Attorney: Once shot is fired, it’s ‘pursuant to training’ for officer to return fire
Seven criminal defense experts with an average of 37 years of practice told The Louisville Courier Journal, part of the USA TODAY Network, earlier this summer that homicide charges against the other two officers were unlikely because they had a right to return fire once Taylor’s boyfriend, Kenneth Walker, fired one “warning shot” that police say struck Mattingly in the femoral artery, nearly killing him.
Walker has said he didn’t know police were at the door before they broke in with a battering ram while trying to search for drugs and cash.
Frankfort, Kentucky, attorney William E. Johnson, who was admitted to practice in 1957 and is considered the dean of Kentucky criminal defense lawyers, said when “a shot is fired by someone in the house, it is logical and pursuant to training that the officer or officers would return fire.”
Even though Taylor was not armed, she was near Walker, who was, he said.
The grand jury had the option of indicting the officers on any of four degrees of homicide — from reckless homicide to murder, and prominent athletes and celebrities across the country demanded the most serious charge.
But the attorneys predicted that would never happen because in Kentucky, a murder conviction requires that a defendant act intentionally to cause a death. In other words, his conscious objective must be to kill someone.
To prove the wanton endangerment charges against Hankison, which are each punishable by one to five years in prison, special prosecutors must show that under circumstances demonstrating extreme indifference to the value of human life, he wantonly engaged in conduct that created a substantial danger of death or serious physical injury to another person.
Cameron said one of the apartments Hankison shot was occupied by a couple and a young child.
Was a case against Mattingly or Cosgrove ever presented to grand jury?
Former prosecutor Brian Butler told The Louisville Courier Journal the case against Hankison will be difficult to prove beyond a reasonable doubt if evidence shows he opened fire immediately after Mattingly was shot.
“If it was nearly instantaneous, he could argue he was returning fire in defense of others. If time elapsed, it will be harder for him to argue that he was defending the other officers,” Butler said. “It will depend on how much time elapsed.”

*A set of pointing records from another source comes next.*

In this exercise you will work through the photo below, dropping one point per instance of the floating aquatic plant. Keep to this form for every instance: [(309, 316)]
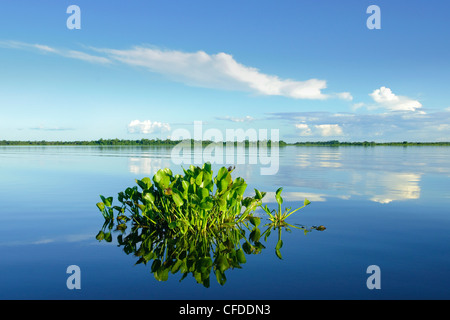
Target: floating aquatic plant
[(189, 202), (193, 223)]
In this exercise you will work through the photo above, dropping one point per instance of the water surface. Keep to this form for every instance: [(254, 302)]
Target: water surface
[(384, 206)]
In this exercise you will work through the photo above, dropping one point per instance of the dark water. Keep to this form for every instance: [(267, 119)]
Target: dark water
[(383, 206)]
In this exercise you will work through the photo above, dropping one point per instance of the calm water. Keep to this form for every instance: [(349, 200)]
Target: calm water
[(384, 206)]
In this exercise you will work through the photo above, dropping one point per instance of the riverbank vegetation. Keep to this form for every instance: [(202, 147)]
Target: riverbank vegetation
[(170, 143)]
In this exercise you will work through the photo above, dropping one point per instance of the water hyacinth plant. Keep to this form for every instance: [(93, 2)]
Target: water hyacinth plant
[(194, 223), (190, 202), (279, 217)]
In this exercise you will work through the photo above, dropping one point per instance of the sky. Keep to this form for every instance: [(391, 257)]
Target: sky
[(313, 70)]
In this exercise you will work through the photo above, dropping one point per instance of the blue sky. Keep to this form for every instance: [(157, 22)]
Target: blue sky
[(142, 69)]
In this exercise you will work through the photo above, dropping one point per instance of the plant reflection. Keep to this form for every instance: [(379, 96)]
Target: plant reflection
[(200, 254)]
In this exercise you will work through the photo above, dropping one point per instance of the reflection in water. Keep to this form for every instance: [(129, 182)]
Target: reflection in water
[(345, 173), (395, 186), (147, 166), (198, 253)]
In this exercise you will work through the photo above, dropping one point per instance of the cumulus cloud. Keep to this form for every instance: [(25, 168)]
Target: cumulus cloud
[(387, 99), (220, 71), (386, 126), (236, 119), (323, 130), (328, 130), (146, 126), (304, 129)]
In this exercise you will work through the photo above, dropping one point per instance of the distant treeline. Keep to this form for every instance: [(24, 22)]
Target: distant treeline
[(168, 142), (120, 142)]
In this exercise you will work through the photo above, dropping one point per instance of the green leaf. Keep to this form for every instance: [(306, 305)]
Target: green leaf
[(223, 172), (255, 221), (278, 247), (222, 263), (149, 197), (221, 278), (240, 255), (101, 206), (206, 204), (207, 167), (203, 193), (100, 236), (161, 179), (145, 183), (199, 179), (177, 199)]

Although the charges were expected, some lawyers said Cameron’s announcement — and his refusal to say what his prosecutors recommended — leave troubling questions.
Louisville attorney Jan Waddell said it is possible that no case was ever presented against Mattingly or Cosgrove to the Jefferson County grand jury.
He noted that Jefferson Circuit Judge Annie O’Connell announced only that Hankison was indicted — not that a “no true bill” had been returned against the other two officers, which is customarily done when a grand jury decides not to charge potential defendants.
Les Abramson, a professor of criminal procedure at the University of Louisville’s Brandeis School of Law, said the absence of a “no true bill” suggests the grand jury never voted on whether to indict Mattingly and Cosgrove.
A spokeswoman for Cameron, Elizabeth Kuhn, did not immediately respond to questioning about the “no true bill.”.
Cameron told reporters he would not disclose if he made a recommendation to the panel because of grand jury secrecy rules.
But commonwealth’s attorneys in Jefferson County in previous police shootings have disclosed that.
Despite the decision, Cosgrove and Mattingly are not entirely exonerated.
Abramson noted that the case could be presented to another grand jury and that the Justice Department could seek a federal indictment for a civil rights violation.